Are we still discussing Big Data or we should start reviewing and monitoring its different tools and platforms? Also, how organization should determine the right tool to utilize as part of its data analytics architecture?
In today’s competitive business environment, Internet of Things devices and Information Services increasingly produce large amount of data in disparate structures. Many Open source and commercial tools continue to pop up to deal with the different characteristics of Big Data. As a result, there is an abundance of tools and platforms to analyze Big Data or act as building blocks of such. Just by reviewing open source tools, we have come across 300 tools. That number is final after we applied strict filters like legitimity of the source, license type, and last commitment activity. We are not talking about Big Data anymore, we are talking about Big Tools.

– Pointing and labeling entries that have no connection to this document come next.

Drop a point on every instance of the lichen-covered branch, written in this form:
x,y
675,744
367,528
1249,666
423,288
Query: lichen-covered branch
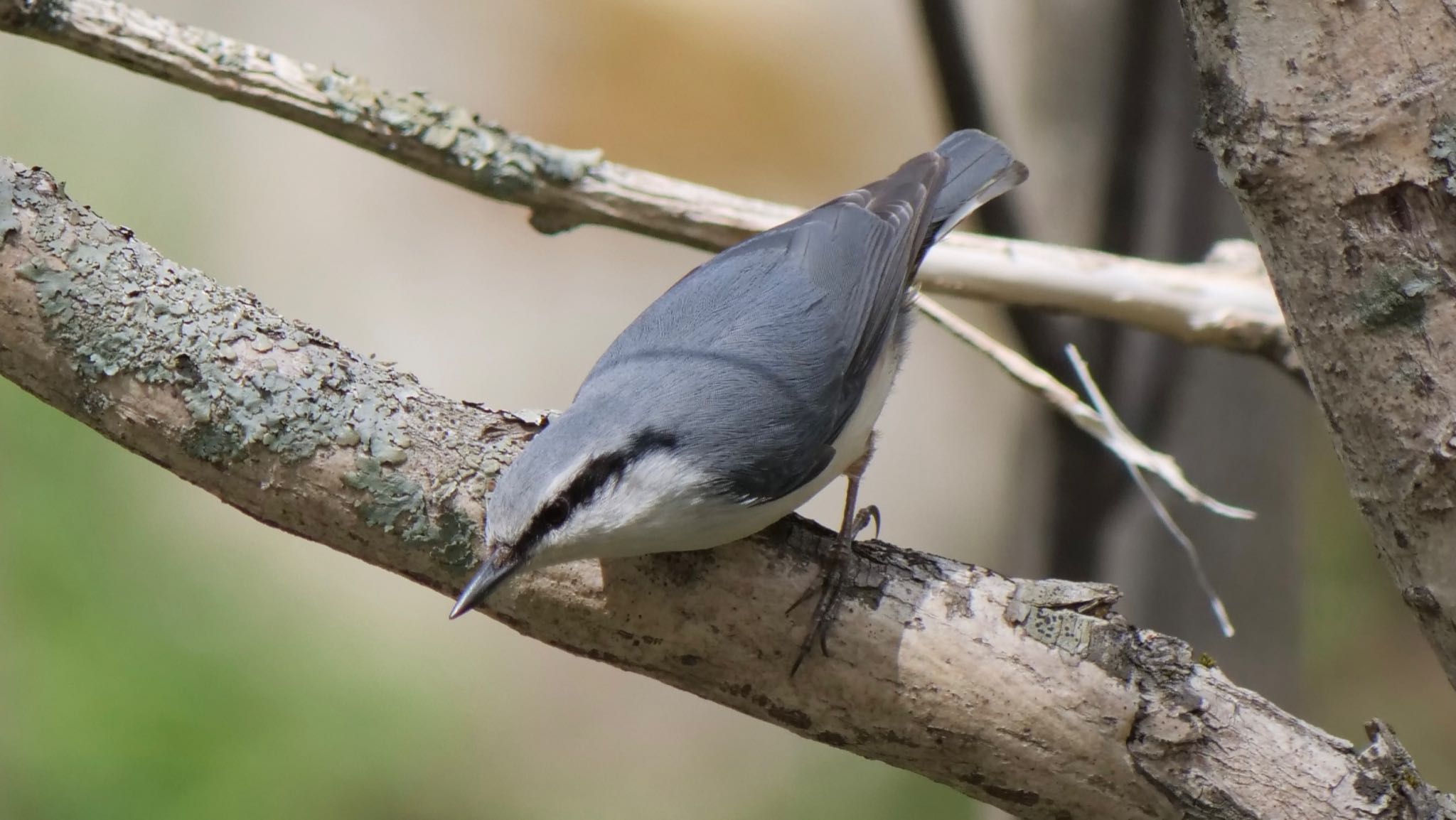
x,y
1224,302
1334,124
1025,694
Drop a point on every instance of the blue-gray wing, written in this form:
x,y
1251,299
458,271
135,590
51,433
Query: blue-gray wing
x,y
757,357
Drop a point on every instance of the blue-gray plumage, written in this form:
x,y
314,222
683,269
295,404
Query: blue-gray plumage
x,y
747,387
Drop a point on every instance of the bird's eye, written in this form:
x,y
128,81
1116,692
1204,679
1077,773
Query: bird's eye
x,y
555,513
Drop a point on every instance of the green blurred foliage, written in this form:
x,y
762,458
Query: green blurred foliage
x,y
156,663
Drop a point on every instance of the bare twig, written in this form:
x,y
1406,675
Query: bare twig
x,y
1104,428
1024,694
1222,303
1120,430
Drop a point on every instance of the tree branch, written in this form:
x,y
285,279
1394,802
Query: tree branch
x,y
1225,302
1334,129
1024,694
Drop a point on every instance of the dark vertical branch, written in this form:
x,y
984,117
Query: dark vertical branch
x,y
1086,484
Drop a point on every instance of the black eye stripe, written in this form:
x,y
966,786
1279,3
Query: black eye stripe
x,y
593,477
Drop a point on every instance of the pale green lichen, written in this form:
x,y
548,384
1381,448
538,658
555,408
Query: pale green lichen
x,y
503,163
1062,613
250,379
1443,151
1396,296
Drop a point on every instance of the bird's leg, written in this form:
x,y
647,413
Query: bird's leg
x,y
840,560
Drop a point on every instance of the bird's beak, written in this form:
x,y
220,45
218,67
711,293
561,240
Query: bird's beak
x,y
496,568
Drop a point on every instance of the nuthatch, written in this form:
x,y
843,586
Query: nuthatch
x,y
746,388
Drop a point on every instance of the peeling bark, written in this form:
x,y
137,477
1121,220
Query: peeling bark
x,y
1029,695
1334,124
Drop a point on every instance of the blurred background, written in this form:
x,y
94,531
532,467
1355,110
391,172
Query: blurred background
x,y
164,656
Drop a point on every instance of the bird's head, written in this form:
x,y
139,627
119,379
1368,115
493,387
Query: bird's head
x,y
577,491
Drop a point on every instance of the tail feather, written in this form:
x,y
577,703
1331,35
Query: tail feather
x,y
979,168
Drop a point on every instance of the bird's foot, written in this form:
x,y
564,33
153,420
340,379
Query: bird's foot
x,y
832,588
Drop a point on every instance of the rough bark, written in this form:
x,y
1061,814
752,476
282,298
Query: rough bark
x,y
1024,694
1334,124
1225,302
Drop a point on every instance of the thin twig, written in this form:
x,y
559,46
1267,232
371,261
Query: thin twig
x,y
1120,431
1104,428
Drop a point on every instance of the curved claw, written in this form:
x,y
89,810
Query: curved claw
x,y
862,519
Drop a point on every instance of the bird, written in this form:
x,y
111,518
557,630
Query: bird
x,y
744,389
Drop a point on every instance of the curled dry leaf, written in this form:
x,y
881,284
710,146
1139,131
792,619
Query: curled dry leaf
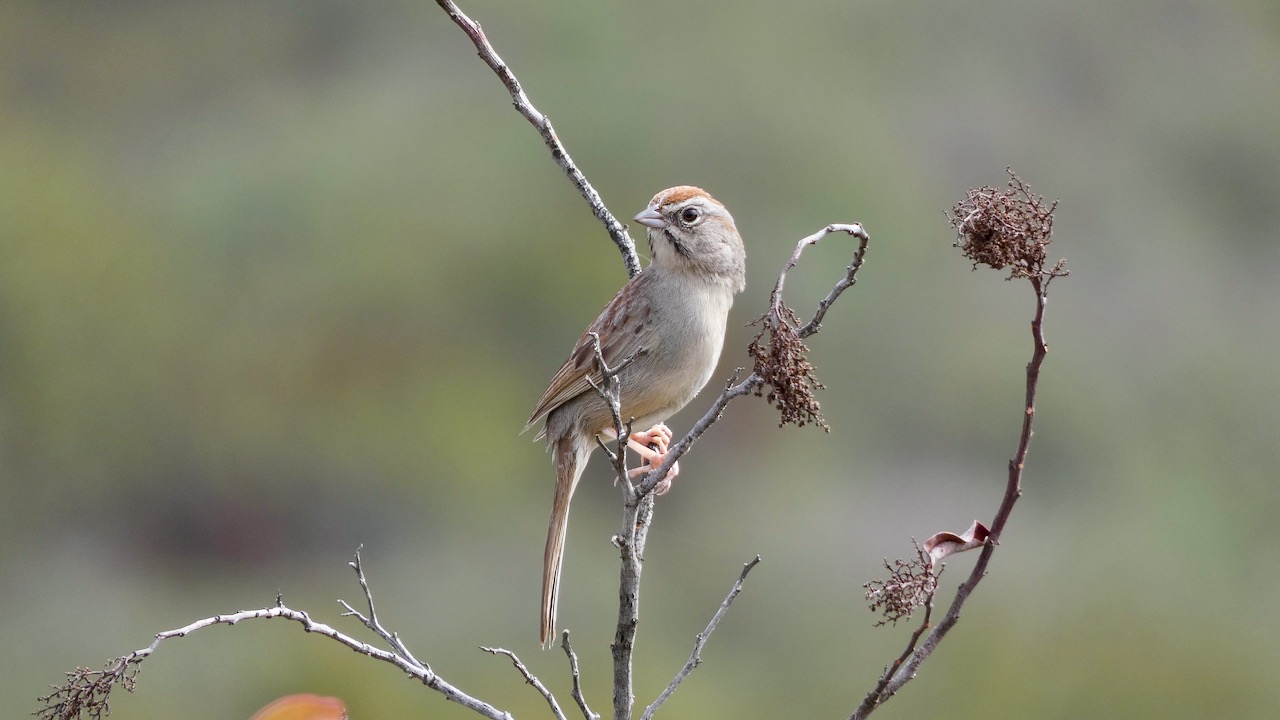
x,y
942,545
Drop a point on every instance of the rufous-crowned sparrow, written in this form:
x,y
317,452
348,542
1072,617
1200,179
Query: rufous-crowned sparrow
x,y
676,310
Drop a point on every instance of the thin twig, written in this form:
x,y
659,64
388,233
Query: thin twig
x,y
909,662
529,679
577,679
616,229
371,620
846,282
695,657
58,710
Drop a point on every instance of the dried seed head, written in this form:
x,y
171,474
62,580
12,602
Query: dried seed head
x,y
1006,228
782,364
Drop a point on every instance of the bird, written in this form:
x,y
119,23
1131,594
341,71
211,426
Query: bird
x,y
670,319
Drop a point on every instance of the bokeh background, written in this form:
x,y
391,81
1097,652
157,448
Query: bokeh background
x,y
283,278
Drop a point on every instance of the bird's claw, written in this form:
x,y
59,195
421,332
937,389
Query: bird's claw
x,y
652,446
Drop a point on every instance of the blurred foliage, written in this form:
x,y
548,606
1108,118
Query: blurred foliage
x,y
282,278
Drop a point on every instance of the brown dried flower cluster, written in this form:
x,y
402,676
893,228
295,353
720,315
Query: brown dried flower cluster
x,y
784,367
1006,228
910,584
87,691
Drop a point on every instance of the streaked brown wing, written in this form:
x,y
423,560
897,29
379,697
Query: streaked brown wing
x,y
620,337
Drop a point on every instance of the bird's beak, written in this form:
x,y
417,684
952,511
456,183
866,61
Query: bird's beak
x,y
652,218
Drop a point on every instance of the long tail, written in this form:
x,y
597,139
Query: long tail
x,y
568,469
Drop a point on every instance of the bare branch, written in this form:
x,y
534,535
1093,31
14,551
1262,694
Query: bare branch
x,y
371,620
700,641
616,229
529,679
577,679
87,693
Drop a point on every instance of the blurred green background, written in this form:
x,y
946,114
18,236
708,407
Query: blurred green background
x,y
283,278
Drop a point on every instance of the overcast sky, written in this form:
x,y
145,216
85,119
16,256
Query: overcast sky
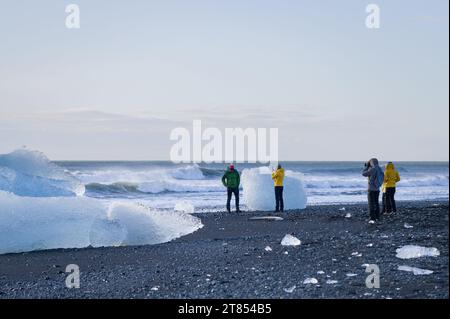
x,y
116,87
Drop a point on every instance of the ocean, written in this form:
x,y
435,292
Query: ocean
x,y
162,185
46,205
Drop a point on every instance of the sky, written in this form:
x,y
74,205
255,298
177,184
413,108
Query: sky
x,y
115,88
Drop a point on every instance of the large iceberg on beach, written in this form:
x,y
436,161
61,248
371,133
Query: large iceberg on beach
x,y
37,223
30,173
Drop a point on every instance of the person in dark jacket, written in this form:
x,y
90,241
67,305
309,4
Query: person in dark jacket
x,y
375,177
231,181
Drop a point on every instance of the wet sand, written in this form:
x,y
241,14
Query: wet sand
x,y
227,259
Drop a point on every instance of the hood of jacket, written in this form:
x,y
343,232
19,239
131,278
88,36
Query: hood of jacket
x,y
373,162
390,166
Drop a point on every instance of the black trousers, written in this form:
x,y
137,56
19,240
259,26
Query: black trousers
x,y
390,200
279,203
230,192
374,205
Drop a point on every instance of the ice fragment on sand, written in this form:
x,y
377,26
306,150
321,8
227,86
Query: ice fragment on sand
x,y
415,271
290,289
310,281
290,240
184,207
413,251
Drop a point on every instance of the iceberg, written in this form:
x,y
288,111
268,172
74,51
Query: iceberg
x,y
258,189
37,223
290,240
30,173
412,251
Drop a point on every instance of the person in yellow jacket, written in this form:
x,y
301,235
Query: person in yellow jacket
x,y
278,177
391,178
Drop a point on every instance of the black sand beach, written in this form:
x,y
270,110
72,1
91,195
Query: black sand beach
x,y
227,259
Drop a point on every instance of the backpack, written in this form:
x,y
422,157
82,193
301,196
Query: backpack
x,y
379,179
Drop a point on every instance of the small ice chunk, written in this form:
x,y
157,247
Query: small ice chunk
x,y
412,251
290,240
312,281
290,289
415,271
184,207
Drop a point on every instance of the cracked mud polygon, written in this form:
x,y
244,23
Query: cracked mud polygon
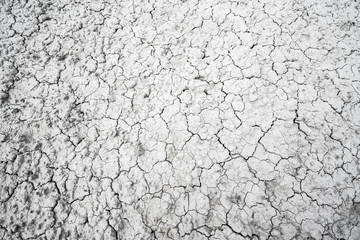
x,y
179,119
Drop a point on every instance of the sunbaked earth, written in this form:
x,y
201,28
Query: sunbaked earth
x,y
179,119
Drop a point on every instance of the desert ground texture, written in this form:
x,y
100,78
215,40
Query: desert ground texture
x,y
179,119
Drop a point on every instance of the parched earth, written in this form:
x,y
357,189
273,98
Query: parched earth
x,y
178,119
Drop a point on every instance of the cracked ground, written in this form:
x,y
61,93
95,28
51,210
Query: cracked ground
x,y
179,119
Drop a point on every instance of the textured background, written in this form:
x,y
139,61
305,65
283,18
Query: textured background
x,y
179,119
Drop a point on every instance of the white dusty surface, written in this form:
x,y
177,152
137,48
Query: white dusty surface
x,y
180,119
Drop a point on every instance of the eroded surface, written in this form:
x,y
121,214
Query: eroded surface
x,y
180,120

To extract value from Big Data, an organization should determine the right tool to utilize as part of its data analytics architecture. The right tool would depend on the characteristic of the data to be analyzed and the domain that the organization is operating under. The organization would train its IT workforce to obtain the technical expertise to be effective with those tools. Businesses incur costs when they try to adopt these tools or change their existing source codes to run on newer versions. In other words, technical debt. In the Big Tools era, there is no standard on how these tools come together and compose a data analytics architecture. Most of these tools are unknown to business world, some of these tools even we didn’t know. To illustrate this, Apache Beam and Apache SAMOA are good examples. Latest trends in the big data domain is moving towards providing a level of abstraction to utilize popular data processing platforms. Apache Beam implements its dataflow programming model on multiple processing platforms like Apache Spark and Apache Flink. Apache SAMOA enables programmers to apply machine learning algorithms on data streams. Applications developed with SAMOA can be executed on Apache Storm and Apache Samza. Moreover, new models and tools continue to emerge at a fast pace in Big Data domain. There is no established method to track the newest developments particularly for the open source tools.
We are working towards developing an open source big data analytics architecture. We are trying to keep it as simple as possible to provide a comprehensive picture on big data analytics lifecycle. For academia, the architecture will provide the state of the art, tools that are missing, and tools that are mature enough to be used as part of a research. It will also provide the method for tracking notable new open source tools popping up in different sources. For technical people, it will help determine the tool to use for a particular implementation. Small and medium sized enterprises can provide services using some these tools addressing the gaps in a bigger architecture. For an established firm trying to develop a strategy, the architecture will provide the comprehensive picture on what fits where. Commercial big data solution providers can also benefit from this architecture. They will see the capability they lack and collaborate with a small sized enterprise to provide that capability.
Mert Gokalpand Keres Kayabay are working with Mohamed Zaki to build this architecture. We will publish a working paper soon on this topic.